Experiencing life alongside little humans is a constant education.
First, you learn what love can feel like.
Then, you learn just how little sleep you need.
Later still, you learn the power of patience.
But, for me, the most harrowing lesson is learning how — and when — to be quiet.
I should back up and say that I’m a communicator.
To me, talking means closeness.
Sharing means conversation.
And a loving relationship means letting people fully inside your inner world.
My eldest child is cut from the same cloth.
To us, closeness means a good, long chat.
When I share my past experiences, good or not-so-good, he hangs on every word. And when he talks about his thoughts or ideas, I’m all ears.
But when I talked with my second child, she’d get tired quickly. She’d deflect conversation with giggles or simply by walking away.
When I’d try to share an important thought, more often than not, she’d simply stare at me — leaving me second-guessing my impact.
It worried me.
Because I adore her. When I look into the future, I long for giggles about boyfriends, new relationship analysis, mother-daughter chats — heck, even mother-daughter arguments.
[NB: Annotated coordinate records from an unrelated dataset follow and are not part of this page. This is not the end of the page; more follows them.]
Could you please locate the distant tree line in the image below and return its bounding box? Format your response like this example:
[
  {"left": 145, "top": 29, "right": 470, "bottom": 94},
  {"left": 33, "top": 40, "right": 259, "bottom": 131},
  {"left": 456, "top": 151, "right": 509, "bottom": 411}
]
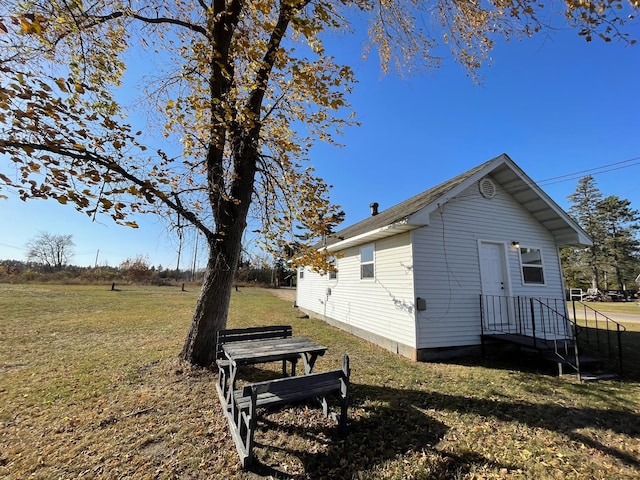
[
  {"left": 561, "top": 175, "right": 640, "bottom": 294},
  {"left": 0, "top": 232, "right": 295, "bottom": 286}
]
I wanted my daughter to want to talk.
Then, one day, she came home tired from a sleepover. Now, for this child, fatigue is like Kryptonite. She just can’t hang.
By the evening, some circumstance or another made her so overwrought that she couldn’t speak. Tears streamed down her face. Her arms flapped about like a toddler in a tantrum.
I tried to gather her in my arms.
“What’s wrong? Are you hurting? What do you need? Do you want a hug?”
I peppered her with questions.
Then, I just sat.
And, eventually, she sat too.
She leaned her head on my shoulder.
“I love you,” I said.
I felt her body get tighter — not because she didn’t want to hear those words, but because it wasn’t the time for them.
It was time for quiet.
It was shatteringly clear.
She needed silence.
In that moment, I realized I’d spent the first eight years of my daughter’s life trying to make her act like me. Trying to create closeness based solely on my understanding of it.
And, I realized, that through this child, I could learn.
I could be quiet and appreciate silence.
I could explore love in noiseless co-existence.
In her head, resting in my lap.
And in my fingers stroking her hair.
I could love my daughter.
Just being there.
And by not saying a word.
It’s a lesson I’ll likely learn again and again.
But, without a doubt, we’re worth it.